S. Africa Problems MultiplyS. Africa Problems Multiply

South Africa used to exhibit the hallmarks of a strong emerging market: stable politics, sustainable growth, good management teams at companies plus a ticket to the last frontier: corporate Africa.

Times have changed. Its national politics are becoming increasingly messy, growth has declined, corruption has increased and its structural economic problems remain largely unresolved, Money Observer reported.

Although apartheid ended more than 20 years ago, South Africa still suffers from the emerging world’s highest Gini co-efficient, indicating severe income inequality, which is compounded by the largest unemployment rate and worst incidence of HIV.

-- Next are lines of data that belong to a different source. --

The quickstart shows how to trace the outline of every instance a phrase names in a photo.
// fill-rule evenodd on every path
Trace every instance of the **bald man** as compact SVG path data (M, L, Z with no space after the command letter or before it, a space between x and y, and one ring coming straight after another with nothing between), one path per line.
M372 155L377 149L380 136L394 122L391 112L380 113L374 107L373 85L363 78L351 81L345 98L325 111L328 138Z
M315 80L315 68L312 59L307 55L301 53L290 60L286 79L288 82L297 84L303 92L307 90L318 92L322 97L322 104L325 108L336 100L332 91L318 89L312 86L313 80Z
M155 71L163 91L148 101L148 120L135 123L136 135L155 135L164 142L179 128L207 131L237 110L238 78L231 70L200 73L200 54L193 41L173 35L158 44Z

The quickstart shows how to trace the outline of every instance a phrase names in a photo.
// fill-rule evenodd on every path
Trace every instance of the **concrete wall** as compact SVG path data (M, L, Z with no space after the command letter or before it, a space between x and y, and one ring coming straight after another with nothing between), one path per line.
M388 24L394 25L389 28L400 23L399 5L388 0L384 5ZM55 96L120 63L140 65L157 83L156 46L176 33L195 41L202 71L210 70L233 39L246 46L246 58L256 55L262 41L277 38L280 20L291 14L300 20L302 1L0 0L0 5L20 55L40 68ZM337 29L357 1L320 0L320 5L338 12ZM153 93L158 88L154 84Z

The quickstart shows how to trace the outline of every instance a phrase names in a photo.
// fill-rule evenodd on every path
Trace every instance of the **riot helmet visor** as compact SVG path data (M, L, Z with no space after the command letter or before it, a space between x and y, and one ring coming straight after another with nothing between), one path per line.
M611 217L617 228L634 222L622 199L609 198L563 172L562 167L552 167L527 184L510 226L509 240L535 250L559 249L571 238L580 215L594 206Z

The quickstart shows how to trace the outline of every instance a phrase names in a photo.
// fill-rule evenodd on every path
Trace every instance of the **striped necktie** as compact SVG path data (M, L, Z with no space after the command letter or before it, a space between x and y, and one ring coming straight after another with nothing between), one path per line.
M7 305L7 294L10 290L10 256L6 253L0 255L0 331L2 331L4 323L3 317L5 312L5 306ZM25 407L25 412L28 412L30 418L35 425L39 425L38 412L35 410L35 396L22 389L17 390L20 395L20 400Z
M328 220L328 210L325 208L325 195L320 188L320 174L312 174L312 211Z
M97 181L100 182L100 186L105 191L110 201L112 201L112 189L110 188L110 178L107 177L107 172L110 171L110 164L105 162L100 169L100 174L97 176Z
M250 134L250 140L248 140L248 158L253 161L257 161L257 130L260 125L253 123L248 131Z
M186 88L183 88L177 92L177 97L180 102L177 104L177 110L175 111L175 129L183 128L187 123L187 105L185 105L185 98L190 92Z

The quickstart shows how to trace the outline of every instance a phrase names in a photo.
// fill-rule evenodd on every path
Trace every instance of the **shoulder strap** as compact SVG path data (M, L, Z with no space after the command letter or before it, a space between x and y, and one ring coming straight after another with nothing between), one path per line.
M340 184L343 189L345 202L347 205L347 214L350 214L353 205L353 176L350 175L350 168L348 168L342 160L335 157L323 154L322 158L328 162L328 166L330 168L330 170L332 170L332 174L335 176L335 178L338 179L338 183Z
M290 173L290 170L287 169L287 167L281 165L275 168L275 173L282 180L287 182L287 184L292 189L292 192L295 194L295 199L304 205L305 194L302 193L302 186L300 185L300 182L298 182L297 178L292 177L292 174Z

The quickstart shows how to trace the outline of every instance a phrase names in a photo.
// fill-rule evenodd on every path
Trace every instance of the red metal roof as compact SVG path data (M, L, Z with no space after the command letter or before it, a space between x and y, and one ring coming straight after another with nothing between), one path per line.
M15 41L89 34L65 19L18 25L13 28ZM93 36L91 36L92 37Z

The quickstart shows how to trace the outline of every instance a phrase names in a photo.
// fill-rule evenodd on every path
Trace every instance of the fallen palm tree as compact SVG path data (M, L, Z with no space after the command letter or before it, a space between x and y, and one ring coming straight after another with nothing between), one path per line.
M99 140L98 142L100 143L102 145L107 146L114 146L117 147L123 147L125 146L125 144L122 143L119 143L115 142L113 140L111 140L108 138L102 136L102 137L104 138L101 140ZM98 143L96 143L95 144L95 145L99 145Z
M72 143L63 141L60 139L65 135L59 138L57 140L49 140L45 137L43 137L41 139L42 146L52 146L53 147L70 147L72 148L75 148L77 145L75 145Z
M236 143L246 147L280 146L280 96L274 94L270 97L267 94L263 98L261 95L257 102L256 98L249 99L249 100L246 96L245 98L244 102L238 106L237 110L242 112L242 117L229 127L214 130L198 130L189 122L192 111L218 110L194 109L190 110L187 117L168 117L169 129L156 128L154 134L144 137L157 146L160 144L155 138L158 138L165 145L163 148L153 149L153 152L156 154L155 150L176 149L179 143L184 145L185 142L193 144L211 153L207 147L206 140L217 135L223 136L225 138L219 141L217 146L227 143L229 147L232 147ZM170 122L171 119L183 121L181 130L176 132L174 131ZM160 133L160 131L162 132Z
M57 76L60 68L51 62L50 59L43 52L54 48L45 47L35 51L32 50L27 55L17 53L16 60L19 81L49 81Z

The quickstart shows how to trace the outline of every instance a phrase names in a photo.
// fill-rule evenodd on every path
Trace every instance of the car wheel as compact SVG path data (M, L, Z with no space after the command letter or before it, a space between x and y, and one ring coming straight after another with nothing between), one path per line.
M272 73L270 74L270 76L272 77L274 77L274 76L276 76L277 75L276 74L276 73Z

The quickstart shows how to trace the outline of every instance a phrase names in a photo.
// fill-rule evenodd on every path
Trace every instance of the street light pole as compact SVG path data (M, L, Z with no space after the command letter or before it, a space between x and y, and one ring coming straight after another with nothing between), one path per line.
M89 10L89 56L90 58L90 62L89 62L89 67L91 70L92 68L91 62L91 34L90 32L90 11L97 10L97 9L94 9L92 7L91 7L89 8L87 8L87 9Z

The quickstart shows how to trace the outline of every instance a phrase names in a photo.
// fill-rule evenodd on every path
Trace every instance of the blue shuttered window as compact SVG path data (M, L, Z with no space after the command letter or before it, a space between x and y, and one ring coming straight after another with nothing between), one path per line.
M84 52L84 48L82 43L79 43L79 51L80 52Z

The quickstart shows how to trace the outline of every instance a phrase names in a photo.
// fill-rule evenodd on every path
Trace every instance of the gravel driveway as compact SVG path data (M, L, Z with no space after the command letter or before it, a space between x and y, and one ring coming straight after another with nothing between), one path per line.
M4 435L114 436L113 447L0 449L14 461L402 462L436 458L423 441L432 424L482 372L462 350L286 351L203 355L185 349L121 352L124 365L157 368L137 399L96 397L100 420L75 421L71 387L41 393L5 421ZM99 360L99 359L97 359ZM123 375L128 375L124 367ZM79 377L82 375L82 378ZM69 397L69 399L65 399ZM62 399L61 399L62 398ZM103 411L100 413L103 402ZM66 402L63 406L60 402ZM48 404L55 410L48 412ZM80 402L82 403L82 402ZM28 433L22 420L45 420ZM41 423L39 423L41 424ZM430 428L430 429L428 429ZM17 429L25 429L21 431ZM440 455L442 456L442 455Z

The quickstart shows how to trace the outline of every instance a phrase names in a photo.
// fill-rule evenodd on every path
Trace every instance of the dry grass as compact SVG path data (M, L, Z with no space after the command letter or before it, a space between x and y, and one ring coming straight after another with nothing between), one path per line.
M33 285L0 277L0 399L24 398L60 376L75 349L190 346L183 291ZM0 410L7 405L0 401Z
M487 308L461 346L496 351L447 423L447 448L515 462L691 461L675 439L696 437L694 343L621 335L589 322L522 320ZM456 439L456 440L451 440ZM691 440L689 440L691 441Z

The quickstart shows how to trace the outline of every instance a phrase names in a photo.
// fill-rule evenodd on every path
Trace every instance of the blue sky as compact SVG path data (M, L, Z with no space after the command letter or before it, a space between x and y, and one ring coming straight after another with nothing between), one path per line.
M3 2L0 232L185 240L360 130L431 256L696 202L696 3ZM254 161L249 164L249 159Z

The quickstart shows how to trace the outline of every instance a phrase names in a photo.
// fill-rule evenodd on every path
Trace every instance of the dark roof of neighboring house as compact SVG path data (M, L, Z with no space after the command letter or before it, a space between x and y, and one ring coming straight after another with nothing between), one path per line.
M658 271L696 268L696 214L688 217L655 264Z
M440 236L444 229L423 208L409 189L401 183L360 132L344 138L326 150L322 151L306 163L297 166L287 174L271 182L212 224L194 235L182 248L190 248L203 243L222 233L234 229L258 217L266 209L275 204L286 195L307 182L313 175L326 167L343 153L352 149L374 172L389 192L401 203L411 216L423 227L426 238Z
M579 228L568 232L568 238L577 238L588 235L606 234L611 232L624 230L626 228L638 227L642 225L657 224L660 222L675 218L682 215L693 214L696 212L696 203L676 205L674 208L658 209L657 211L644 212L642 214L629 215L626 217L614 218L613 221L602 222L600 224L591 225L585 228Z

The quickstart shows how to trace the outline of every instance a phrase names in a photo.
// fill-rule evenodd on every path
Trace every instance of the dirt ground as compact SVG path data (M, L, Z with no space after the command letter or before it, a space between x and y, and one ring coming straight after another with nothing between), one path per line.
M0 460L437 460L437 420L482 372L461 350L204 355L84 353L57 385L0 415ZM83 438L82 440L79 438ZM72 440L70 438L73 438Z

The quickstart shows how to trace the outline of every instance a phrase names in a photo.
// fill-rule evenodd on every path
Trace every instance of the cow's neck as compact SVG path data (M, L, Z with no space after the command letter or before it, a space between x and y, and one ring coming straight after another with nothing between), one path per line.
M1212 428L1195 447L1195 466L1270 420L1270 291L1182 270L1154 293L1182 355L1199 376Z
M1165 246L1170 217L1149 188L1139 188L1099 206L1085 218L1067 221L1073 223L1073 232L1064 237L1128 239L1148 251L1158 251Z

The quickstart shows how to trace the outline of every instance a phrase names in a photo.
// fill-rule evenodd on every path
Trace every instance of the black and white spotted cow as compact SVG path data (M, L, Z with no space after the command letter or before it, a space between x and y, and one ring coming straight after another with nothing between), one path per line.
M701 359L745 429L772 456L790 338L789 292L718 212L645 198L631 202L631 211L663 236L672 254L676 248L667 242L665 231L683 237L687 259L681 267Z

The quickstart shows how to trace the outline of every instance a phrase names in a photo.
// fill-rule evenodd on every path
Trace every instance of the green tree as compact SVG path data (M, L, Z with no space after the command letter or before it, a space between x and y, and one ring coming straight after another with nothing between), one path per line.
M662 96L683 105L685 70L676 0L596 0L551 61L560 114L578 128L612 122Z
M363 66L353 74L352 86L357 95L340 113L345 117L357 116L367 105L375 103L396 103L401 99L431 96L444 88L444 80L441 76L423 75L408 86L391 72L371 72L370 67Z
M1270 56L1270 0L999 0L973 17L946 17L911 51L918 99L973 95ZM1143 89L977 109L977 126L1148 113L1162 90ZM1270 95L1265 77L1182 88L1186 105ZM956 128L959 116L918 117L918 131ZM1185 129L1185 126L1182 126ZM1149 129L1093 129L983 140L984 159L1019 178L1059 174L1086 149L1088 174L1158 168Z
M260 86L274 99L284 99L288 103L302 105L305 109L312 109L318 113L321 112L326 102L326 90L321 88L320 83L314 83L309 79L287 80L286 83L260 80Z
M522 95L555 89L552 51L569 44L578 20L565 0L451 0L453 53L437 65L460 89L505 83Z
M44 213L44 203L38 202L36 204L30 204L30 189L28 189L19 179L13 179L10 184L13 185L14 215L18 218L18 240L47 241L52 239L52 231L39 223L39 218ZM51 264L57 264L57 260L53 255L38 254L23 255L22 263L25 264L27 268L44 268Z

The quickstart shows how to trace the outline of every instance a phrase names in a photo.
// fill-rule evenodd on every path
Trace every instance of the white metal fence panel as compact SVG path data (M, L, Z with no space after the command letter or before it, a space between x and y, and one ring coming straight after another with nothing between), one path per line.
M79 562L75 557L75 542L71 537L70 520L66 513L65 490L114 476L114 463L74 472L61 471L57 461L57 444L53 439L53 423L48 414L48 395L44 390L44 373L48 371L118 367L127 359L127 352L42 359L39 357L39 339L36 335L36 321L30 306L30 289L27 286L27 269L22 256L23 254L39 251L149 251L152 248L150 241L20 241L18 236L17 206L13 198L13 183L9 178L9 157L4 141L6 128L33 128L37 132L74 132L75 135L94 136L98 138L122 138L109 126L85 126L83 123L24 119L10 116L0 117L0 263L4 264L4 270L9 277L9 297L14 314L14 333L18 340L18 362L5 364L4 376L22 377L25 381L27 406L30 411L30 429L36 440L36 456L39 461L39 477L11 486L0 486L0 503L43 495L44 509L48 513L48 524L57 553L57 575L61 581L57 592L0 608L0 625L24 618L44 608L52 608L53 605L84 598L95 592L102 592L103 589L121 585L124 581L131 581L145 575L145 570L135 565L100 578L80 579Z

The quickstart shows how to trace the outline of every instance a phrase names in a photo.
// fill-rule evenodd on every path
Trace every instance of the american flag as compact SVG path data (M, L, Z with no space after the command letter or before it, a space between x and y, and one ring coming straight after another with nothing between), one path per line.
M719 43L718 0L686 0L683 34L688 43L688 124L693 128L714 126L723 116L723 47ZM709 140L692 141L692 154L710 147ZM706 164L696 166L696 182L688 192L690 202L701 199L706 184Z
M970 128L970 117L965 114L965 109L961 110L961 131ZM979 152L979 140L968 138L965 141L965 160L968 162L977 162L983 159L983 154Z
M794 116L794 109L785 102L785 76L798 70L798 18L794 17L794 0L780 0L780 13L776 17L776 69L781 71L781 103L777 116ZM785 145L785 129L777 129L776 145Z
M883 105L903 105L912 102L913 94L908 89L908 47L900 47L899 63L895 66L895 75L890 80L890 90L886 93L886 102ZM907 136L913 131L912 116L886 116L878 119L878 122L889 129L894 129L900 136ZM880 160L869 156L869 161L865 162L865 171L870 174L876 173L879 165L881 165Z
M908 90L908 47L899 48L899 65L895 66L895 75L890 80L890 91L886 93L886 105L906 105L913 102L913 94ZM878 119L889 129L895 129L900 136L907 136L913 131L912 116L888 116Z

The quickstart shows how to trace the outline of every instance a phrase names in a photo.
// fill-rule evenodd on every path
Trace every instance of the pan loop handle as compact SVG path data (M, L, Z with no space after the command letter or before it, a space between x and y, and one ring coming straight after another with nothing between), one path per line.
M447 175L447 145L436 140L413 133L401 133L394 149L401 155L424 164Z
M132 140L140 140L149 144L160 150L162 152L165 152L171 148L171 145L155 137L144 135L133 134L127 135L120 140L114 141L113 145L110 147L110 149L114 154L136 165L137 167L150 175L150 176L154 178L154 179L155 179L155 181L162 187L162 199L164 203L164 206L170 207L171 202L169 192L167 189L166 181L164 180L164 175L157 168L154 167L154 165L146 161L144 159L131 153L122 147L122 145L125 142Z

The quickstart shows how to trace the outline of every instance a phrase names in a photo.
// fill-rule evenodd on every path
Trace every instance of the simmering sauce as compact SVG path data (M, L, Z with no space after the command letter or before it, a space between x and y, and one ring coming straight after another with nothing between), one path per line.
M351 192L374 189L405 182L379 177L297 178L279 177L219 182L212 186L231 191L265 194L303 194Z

The creation of Black Economic Empowerment structures has not achieved a balanced redistribution of wealth while also increasing the fear of dilution among investors, particularly those exposed to the mining sector.

  Plagued by Corruption

South Africa is seen by some as a social time bomb and many locals prefer to invest abroad. Corruption has spread beyond state-owned enterprises and seems to be infecting the highest echelons of politics.

Attempts to reestablish proper standards are prompting investigations of the reformers themselves, such as the one recently started by the Directorate for Priority Crime Investigation against new Finance Minister Pravin Gordhan.

Investors have witnessed these strong-arm tactics in countries such as Russia, Venezuela, Turkey and China, but are not used to seeing them in South Africa.

The country risks losing its investment-grade credit rating due to its twin deficits and slowing growth. At present, the risk of a balance of payments crisis is low as the country has little foreign-currency debt and a favorable maturity structure.

However, as foreign investors own a considerable level of the local debt and stock markets, portfolio flows are vital to funding the current-account deficit—another situation that ratings agencies will view in a negative light.